Pakistan’s oil industry has criticised the government’s latest petroleum price reduction, warning that repeated changes to the pricing mechanism could result in losses of up to Rs105 billion for refineries and oil marketing companies.
Pakistan’s oil industry has raised concerns over the government’s recent reduction in petroleum prices, warning that the move could inflict losses of approximately Rs105 billion on refineries and oil marketing companies (OMCs) due to what it describes as repeated and unilateral changes to the pricing mechanism.
According to Profit by Pakistan Today, Dawn, and Business Recorder, the Oil Companies’ Advisory Council (OCAC), which represents more than three dozen refineries and OMCs, has formally protested the decision, arguing that it was implemented without industry consultation and has created significant financial exposure for downstream petroleum companies.
In its communication to the government, the council stated that the latest reduction was introduced by once again altering the pricing formula, resulting in substantial inventory-related losses for the sector.
OCAC estimated that the decision would “erode around Rs104 billion in value across refineries and oil marketing companies” based on industry stocks of approximately 505,000 tonnes of petrol and 655,000 tonnes of high-speed diesel.
The council warned that these losses would directly affect “working capital, liquidity and shareholder value” and stressed that they were “not the result of operational inefficiency or market competition but of policy decisions imposed on an already stressed sector.”
Industry representatives also expressed concern over the frequency of changes to the petroleum pricing framework.
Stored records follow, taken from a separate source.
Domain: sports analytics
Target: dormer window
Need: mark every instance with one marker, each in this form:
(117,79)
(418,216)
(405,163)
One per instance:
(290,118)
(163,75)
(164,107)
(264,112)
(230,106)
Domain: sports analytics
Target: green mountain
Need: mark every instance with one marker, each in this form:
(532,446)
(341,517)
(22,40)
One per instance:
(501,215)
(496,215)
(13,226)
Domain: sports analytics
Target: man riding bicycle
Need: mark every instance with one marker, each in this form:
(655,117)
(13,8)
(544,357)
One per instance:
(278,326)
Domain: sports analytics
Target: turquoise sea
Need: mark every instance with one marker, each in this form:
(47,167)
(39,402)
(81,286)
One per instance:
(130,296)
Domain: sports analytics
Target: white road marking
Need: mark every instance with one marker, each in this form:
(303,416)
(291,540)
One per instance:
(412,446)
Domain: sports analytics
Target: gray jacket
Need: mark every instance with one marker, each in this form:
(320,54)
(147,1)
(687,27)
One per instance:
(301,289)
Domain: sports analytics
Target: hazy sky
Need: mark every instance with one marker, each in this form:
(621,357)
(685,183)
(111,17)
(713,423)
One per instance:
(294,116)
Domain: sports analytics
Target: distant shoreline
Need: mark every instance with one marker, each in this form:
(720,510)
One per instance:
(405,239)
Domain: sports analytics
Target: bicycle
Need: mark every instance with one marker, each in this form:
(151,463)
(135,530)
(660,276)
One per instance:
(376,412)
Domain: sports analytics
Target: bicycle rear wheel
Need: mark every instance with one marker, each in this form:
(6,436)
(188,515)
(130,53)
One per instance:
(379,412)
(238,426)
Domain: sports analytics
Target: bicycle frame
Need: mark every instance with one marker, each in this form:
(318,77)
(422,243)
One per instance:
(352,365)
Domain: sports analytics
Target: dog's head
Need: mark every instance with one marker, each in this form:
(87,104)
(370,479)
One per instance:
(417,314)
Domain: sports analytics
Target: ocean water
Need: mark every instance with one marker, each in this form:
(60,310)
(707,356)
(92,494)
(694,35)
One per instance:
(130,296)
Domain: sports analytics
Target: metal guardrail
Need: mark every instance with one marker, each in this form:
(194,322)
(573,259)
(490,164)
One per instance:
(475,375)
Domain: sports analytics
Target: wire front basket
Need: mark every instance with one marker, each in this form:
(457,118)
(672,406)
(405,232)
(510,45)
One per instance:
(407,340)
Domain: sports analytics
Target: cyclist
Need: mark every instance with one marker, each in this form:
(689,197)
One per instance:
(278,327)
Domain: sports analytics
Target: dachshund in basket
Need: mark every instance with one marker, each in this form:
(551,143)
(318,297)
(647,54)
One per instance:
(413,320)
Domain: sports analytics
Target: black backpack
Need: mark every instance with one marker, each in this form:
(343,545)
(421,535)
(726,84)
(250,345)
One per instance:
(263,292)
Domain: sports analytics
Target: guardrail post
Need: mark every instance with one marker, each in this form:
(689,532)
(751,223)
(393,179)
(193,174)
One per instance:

According to a senior industry executive cited in the reports, the federal cabinet has approved revisions to the pricing mechanism four times within less than three months.
The executive stated that the government initially relied on a 15-day average pricing model when petroleum prices were increasing, later shifted to a weekly average, and has now moved towards crude-based pricing instead of the traditional product import-based pricing system.
He further claimed that “the ex-refinery price of diesel should have fallen by Rs30 per litre“ under the prevailing formula on June 19, but was instead reduced by “Rs81 per litre through a cabinet decision.”
The industry estimates that Pakistan State Oil (PSO) could face losses of around Rs50 billion as a result of the latest adjustment, while Pak-Arab Refinery Company (PARCO) could incur losses of approximately Rs25 billion. Other industry participants could collectively suffer losses of nearly Rs30 billion.
OCAC said it had repeatedly cautioned authorities about the financial consequences of abrupt pricing decisions and increasing policy uncertainty, warning that continued instability could undermine the viability of several market participants and negatively impact the broader petroleum supply chain.